I’ve recently begun a new contract for a rather large Drupal site. I was very excited to land this contract as it shall be my first bona fide “enterprise” contract and there’s already a large amount of content on the site despite the company being rather young. There are a lot of forms on this site with leads being transferred to a backend system that I’ll probably never have anything to do with. Anyway, I was excited to get a look in the back end of the Drupal portion of the site to see what the previous developers had been cooking up.
Imagine my intense surprise when it quickly became apparent that the previous developers weren’t very learned in the Drupal way. Specifically, they committed some major Drupal rookie sins that a novice Drupal developer must know about.
- Modules don’t belong in the modules directory. Themes don’t belong in the themes directory.
There are many aspects of Drupal that are, politely speaking, counterintuitive to the new developer. Drupal by itself doesn’t actually do a whole lot. The concept of the “lean core” means that the basic Drupal functionality is expected to be augmented to by community contributed modules. You’d be hard pressed to find a Drupal site out in the wild without at least half of those front page modules installed. I learned this on my second or third week of working with Drupal - the modules directory is reserved for Drupal core modules. All community or “contrib” modules go into a directory that doesn’t even exists with a stock Drupal install - sites/all/modules. The same goes with themes - sites/all/themes.

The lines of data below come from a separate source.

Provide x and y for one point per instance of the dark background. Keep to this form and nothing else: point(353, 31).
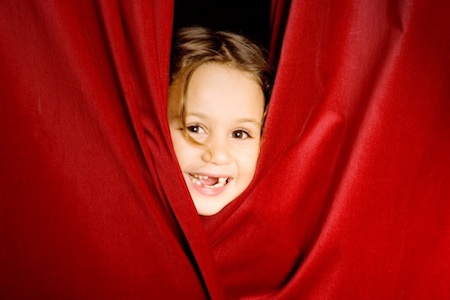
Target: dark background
point(250, 18)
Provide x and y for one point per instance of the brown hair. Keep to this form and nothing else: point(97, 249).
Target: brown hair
point(194, 46)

When Drupal runs through it’s “bootstrapping” process (a fancy name for when a request from someone’s browser hits anywhere on a Drupal site), it looks in a number of different places to find code that may extend it’s functionality or alter it’s output to a request. Obviously, the modules directory is one of those places, that’s why Drupal will run if you put contrib modules there. However, a big part of maintaining a Drupal site involves keeping on top of updates to those modules, not to mention updates to the Drupal core itself. Since the majority of Drupal lives in those modules, when Drupal core receives an update it becomes a much more muddlesome process to separate which files belong in which folder if they’re all mixed together. More advance development tools like Drush make updating sites a total breeze, but not if the site structure is laid out wrong.
2. Use an admin theme.
Garland is a lovely theme (cough), but luckily the ecosystem has led to the evolution of some really useful admin themes that have big forms, big buttons and an intuitive layout by default. My personal favorite is Rubik, which requires also downloading Tao to function.

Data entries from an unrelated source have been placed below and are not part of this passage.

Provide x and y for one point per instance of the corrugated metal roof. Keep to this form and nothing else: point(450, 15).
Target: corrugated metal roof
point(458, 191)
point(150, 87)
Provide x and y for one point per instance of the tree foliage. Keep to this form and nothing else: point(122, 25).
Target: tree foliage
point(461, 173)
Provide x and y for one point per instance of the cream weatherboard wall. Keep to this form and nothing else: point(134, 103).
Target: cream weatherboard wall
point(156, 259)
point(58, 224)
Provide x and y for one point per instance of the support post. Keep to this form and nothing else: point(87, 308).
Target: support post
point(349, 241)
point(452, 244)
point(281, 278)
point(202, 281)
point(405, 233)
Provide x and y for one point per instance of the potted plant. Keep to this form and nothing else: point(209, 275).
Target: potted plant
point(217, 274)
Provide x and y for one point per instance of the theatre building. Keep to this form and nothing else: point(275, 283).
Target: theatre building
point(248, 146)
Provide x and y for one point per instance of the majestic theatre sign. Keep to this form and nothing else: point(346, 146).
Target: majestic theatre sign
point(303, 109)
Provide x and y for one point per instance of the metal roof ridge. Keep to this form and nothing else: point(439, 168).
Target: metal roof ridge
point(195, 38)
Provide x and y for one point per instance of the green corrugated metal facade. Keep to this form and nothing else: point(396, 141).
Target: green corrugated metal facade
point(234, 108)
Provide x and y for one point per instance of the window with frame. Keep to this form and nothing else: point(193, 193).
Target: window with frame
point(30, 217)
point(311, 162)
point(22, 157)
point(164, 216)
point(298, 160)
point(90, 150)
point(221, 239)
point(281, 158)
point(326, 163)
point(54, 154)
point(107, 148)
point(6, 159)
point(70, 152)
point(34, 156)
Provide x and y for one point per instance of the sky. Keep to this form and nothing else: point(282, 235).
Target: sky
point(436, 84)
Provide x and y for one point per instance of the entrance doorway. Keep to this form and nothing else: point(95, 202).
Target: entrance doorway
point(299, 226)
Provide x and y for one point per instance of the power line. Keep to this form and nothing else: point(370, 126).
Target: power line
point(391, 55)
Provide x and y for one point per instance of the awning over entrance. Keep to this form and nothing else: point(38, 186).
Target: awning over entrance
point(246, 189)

3. Speaking of updates, stay on top of them.
Part of the wonder of open source software is the knowledge that all over the world, thousands of developers with vastly differing skill sets and experiences are working together on one project. Such a model ensures that many sets of eyes are on the lookout for security holes (“exploits”) and that many hands are at work moving the project and it’s features forward. The flipside to this rapid development pace is that updates to the software are released whenever they are ready, and this is often quite frequently on larger projects. It’s a rare week when I don’t have any sites that have some sort of update released on at least one module. Drupal maintenance is all about keeping on top of the Status Reports page - found under admin/reports/status and admin/reports/updates.